Artigo Deputado Baleia Rossi (SP), presidente nacional do MDB para Folha de São Paulo

O ministro da Economia, Paulo Guedes, é reconhecidamente um homem inteligente. Nem seus adversários e críticos ocasionais põem em dúvida a capacidade de Guedes, que teve uma passagem respeitável na academia, foi um banqueiro de sucesso e colunista de veículos de imprensa antes de chegar ao governo.
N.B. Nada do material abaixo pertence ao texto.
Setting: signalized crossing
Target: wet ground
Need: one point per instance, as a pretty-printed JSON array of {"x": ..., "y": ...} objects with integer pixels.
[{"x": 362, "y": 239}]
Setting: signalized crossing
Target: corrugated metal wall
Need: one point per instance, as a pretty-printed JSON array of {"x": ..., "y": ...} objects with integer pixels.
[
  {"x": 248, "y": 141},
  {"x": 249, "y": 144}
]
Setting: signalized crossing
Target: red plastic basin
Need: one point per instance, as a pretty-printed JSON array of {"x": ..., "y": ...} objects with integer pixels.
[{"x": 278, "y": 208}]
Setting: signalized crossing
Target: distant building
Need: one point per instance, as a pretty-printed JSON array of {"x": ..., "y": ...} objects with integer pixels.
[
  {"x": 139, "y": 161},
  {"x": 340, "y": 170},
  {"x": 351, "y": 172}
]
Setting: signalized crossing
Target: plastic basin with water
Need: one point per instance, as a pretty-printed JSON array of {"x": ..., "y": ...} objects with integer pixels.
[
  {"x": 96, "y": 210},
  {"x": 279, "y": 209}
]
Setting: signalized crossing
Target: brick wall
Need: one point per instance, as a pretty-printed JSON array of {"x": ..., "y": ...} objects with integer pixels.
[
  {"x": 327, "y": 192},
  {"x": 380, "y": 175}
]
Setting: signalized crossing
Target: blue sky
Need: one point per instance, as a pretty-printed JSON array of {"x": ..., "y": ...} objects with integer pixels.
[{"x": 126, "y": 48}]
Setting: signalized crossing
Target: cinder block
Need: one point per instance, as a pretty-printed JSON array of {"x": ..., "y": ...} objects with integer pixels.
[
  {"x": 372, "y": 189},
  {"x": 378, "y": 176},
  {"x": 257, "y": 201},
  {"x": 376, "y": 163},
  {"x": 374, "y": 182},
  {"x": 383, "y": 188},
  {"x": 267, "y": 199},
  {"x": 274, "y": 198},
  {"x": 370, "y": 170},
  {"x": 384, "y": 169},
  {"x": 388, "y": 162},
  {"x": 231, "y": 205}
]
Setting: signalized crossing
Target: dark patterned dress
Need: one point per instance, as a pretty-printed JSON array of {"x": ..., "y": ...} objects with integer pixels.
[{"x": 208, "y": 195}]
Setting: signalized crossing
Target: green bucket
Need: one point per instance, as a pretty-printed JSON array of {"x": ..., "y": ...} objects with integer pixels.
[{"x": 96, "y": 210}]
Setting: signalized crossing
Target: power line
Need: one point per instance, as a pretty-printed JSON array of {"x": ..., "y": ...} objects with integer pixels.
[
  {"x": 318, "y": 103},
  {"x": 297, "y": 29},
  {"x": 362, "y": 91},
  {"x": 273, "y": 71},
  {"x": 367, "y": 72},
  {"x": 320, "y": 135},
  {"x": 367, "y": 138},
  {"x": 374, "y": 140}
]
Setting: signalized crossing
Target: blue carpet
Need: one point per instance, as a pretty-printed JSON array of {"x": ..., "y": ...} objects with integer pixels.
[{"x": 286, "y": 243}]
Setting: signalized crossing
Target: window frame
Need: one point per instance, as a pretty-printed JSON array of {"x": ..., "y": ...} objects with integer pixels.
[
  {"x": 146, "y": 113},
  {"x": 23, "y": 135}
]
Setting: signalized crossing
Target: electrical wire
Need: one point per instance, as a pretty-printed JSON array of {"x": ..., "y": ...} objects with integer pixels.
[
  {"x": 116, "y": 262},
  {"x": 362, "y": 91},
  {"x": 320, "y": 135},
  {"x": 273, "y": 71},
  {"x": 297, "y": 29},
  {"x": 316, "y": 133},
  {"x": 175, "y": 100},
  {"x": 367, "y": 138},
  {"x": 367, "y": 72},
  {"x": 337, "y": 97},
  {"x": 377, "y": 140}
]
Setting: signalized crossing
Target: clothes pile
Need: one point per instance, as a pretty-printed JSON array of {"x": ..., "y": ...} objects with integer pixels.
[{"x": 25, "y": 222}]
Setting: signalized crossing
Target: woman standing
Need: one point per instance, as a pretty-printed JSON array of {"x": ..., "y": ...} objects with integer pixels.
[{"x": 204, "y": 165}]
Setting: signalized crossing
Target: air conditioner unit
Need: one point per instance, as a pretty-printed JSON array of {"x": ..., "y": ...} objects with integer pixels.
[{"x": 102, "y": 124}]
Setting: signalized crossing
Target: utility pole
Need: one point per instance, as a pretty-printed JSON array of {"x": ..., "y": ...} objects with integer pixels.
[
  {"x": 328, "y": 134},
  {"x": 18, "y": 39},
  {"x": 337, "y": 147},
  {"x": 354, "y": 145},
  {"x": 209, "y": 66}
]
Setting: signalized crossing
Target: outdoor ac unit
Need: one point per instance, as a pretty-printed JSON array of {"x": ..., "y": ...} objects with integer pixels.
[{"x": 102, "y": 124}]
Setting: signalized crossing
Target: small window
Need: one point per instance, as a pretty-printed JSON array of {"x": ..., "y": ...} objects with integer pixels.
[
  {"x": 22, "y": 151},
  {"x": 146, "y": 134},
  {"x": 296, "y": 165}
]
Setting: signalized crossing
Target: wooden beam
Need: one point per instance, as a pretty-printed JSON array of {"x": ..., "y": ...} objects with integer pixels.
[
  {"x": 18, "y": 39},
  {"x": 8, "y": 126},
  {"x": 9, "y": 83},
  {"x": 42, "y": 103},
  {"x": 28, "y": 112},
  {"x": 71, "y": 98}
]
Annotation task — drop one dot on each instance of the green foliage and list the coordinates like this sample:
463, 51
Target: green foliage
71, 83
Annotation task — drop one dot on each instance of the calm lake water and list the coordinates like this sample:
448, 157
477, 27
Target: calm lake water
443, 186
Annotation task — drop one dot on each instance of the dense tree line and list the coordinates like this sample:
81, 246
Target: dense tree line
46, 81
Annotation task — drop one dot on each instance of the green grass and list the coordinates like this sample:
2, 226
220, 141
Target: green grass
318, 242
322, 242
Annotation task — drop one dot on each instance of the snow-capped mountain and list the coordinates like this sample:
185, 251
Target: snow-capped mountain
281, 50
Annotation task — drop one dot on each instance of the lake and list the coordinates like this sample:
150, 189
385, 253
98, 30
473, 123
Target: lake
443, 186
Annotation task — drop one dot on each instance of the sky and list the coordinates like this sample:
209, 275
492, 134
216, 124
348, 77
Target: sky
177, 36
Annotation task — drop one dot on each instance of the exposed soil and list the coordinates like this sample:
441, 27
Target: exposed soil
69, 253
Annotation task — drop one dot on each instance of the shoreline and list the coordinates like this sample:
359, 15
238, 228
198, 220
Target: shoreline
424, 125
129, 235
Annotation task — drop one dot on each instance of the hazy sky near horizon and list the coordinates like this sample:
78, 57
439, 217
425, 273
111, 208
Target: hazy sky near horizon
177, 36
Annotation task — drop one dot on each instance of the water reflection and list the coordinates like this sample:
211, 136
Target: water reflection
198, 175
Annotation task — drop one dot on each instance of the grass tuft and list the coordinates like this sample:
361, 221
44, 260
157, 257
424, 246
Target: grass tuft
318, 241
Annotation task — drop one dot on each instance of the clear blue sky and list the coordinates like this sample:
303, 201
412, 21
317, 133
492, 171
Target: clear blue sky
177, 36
​Outra característica admirada em Guedes é a força com que defende suas convicções e a obstinação com que as persegue. Durante anos, ele propôs reformas que liberem a economia brasileira das travas do crescimento. No alto dessa agenda, está a modernização do sistema tributário.

​Guedes está certo, e o Congresso sabe disso. Tanto a Câmara quanto o Senado esperaram em 2019 por uma proposta de reforma tributária elaborada pelo Ministério da Economia. O documento jamais apareceu. Nunca passou de reportagens de jornais, muitas das quais tiveram o Ministério da Economia como fonte em “off”.
​Mudar o sistema de tributos é uma atribuição exclusiva do Congresso.

Só deputados e senadores podem fazer isso. Tanto nesse como em outros assuntos, é desejável que trabalhem em harmonia com o Executivo – desde que o governo trabalhe.

​Em abril de 2019, apresentei a Proposta de Emenda Constitucional (PEC) 45, relatada pelo deputado Aguinaldo Ribeiro (PP-PB). Três meses depois, o senador Davi Alcolumbre (DEM-AP) apresentou uma PEC 110. As duas atacam o capítulo do sistema tributário que atrapalha freia a atividade econômica e a geração de empregos: os impostos sobre o consumo.

​A PEC 45 e a PEC 110 têm tanto em comum que deputados e senadores decidiram analisá-las em conjunto para facilitar a aprovação nas duas casas. A PEC 45 poderia elevar o PIB em até 20 pontos percentuais em 15 anos, segundo projeção do economista Bráulio Borges, e obteve o aval de todos os governos estaduais, algo inédito e que permitiria sua aprovação.

Lamentavelmente, o governo falhou em participar do debate, propondo alternativas para o que considerasse inoportuno nesses projetos. Fez o contrário. Bombardeou as duas propostas com declarações desencontradas, idas e vindas e, mais recentemente, convencendo o presidente da Câmara, Arthur Lira (PP-AL), a extinguir a comissão que analisou a PEC 45 e jogar no lixo o trabalho de 760 dias. Isto é, mais da metade do mandato do seu chefe, o presidente Jair Bolsonaro.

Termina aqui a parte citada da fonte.